Support over-provisioning with computeClasses

Question

Support over-provisioning with computeClasses

cjellick opened this issue 8 months ago · comments

This feature will allow us to configure a compute class such that we can "overproivsion" pods to a node, based on memory. Meaning, schedule more pods to it than we currently can.

Background

ComputeClasses are acorn's abstraction around scheduling pods. They primarily handle a few things:

schedule rules such as tolerations, affinity, runtimeClass, and priorityClass
resource requests and limits. Right now this is limited to memory and CPU.
The intention is that administrators configure these nitty gritty details behind the scenes and end users just need to say they want the "memory-optimized" or "gpu" compute class.

For the context of this feature, we are only concerned with the resource request/limit aspect of computeClasses, not the scheduling aspect.

When you create an acorn, you do two things related to resource consumption:

You say how much memory each container should get (or you get the default)
You say which computeClass it should use (or you get the default)

Our controllers translate that into resource requests and limits for memory and cpu. The user never directly specifies CPU. The computeClass has a CPUScaler field which basically says "for X memory give Y millicpu." We do this because we think users more easily understand the implications of memory than cpu scheduling and because in clouds like AWS, the ratio is always predictable, like with M5s you always get 1 cpu for every 4 GB of memory, so by controlling the ratio, we are scheduling more efficiently.

Actual feature

Right now if you say your acorn gets 1GB of memory, that's exactly what gets set for the limit and request for memory. For cpu, we take 1G and math it (I forget how exactly) against the cpuScaler to calculate your cpu request. We do not set a cpu limit.

To handle over provisioning, we want to add a new memoryScaler field (name subject to change) that will change what is set for memory and cpu requests. It should be a decimal representing the percentage of the original value. For example, if my computeClass has memoryScaler: .25 and I set memory on my acorn to 1G, then the actual memory limit on the pod should be .25G (in whatever the right unit should be). Additionally, we should use the scaled value to calculate cpu request. So, with the previous example, if my cpuScaler was .25, then the cpu request for my pod would be 1000millicpu * .25 * .25 or 62.5 millicpu. Memory limit should remain exactly what the user requested (1G in this case).

When this lands, we should be able to handle "Old" computeClasses that didnt have the field by assuming they have a memoryScaler of 1.

We'll need to make sure this field gets sycned up properly in manager and ultimately we will need to change the computeClasses created as part of manager to have a memoryScaler value of something less than, to actually take advantage of the feature. You'll have to look at our workloads in the saas and see what a reasonable scaler value would be. We also may need to consider having different computeClasses for, say, sandbox vs pro vs byoc vs control plane.

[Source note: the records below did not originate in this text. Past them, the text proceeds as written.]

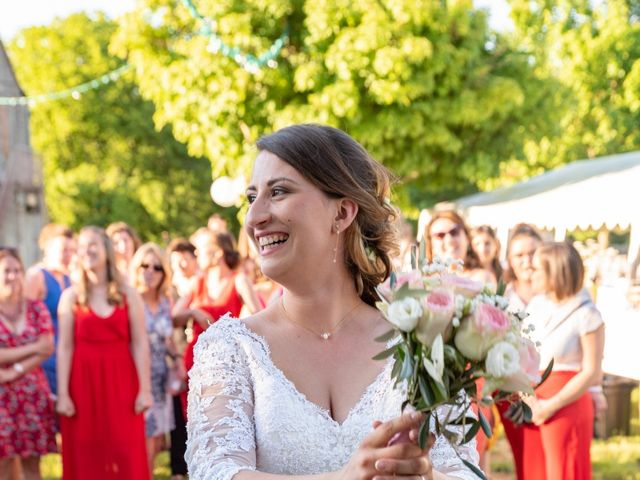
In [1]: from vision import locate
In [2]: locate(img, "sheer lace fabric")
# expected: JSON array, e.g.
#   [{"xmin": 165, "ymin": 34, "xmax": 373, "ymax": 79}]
[{"xmin": 185, "ymin": 317, "xmax": 477, "ymax": 480}]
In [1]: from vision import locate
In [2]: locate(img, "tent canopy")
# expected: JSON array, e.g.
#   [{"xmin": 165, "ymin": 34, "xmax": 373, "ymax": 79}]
[{"xmin": 442, "ymin": 151, "xmax": 640, "ymax": 232}]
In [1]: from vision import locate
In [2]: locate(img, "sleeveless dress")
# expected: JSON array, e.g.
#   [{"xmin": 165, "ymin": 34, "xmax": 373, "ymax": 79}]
[
  {"xmin": 144, "ymin": 298, "xmax": 175, "ymax": 437},
  {"xmin": 60, "ymin": 303, "xmax": 150, "ymax": 480},
  {"xmin": 0, "ymin": 300, "xmax": 58, "ymax": 458},
  {"xmin": 40, "ymin": 268, "xmax": 71, "ymax": 395},
  {"xmin": 185, "ymin": 317, "xmax": 478, "ymax": 480}
]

But, we'll want to start with something reasonably simple here.

@cloudnautique recently added a field to computeClasses, so looking at that PR would be a good place to start. @tylerslaton did the initial implementation, so he'll be a resource you should lever.

Tyler Slaton · Answer 1 · Sat Dec 16 2023 08:08:56 GMT+0800 (China Standard Time)

This shouldn't be too hard, just adding the field and then wiring up the math correctly. Happy to help answer any questions that come up.

Sangeetha Hariharan · Answer 2 · Thu Jan 11 2024 08:04:39 GMT+0800 (China Standard Time)

Tested wth acorn version - v0.10.0-rc2-9-g43dbcbf4+43dbcbf4

Able to create computeclass with requestScaler set

kind: ClusterComputeClass
apiVersion: admin.acorn.io/v1
default: false
metadata:
  name: cc2
description: Large compute for linux on arm64
cpuScaler: 0.75
supportedRegions:
 - local
memory:
  default: 20M
  values:
  - 10M
  - 20M
  - 30M
  requestScaler: 0.25

Deploy app with this computeclass. pods get created with the following container spec as expected:

                        "resources": {
                            "limits": {
                                "memory": "20M"
                            },
                            "requests": {
                                "cpu": "4m",
                                "memory": "5M"
                            }
                        },

Oscar Ward · Answer 3 · Thu Jan 18 2024 03:35:38 GMT+0800 (China Standard Time)

Thanks for doing the initial certification on the value itself. If you could just do a last verification that this value is set and takes effect in free tier regions we should be good to close this

Sangeetha Hariharan · Answer 4 · Thu Jan 18 2024 04:21:14 GMT+0800 (China Standard Time)

When deploying apps in free tier regions (with default compute class - default), there is a "requestScaler of 0.1 which is applied to the deployed apps requests as expected.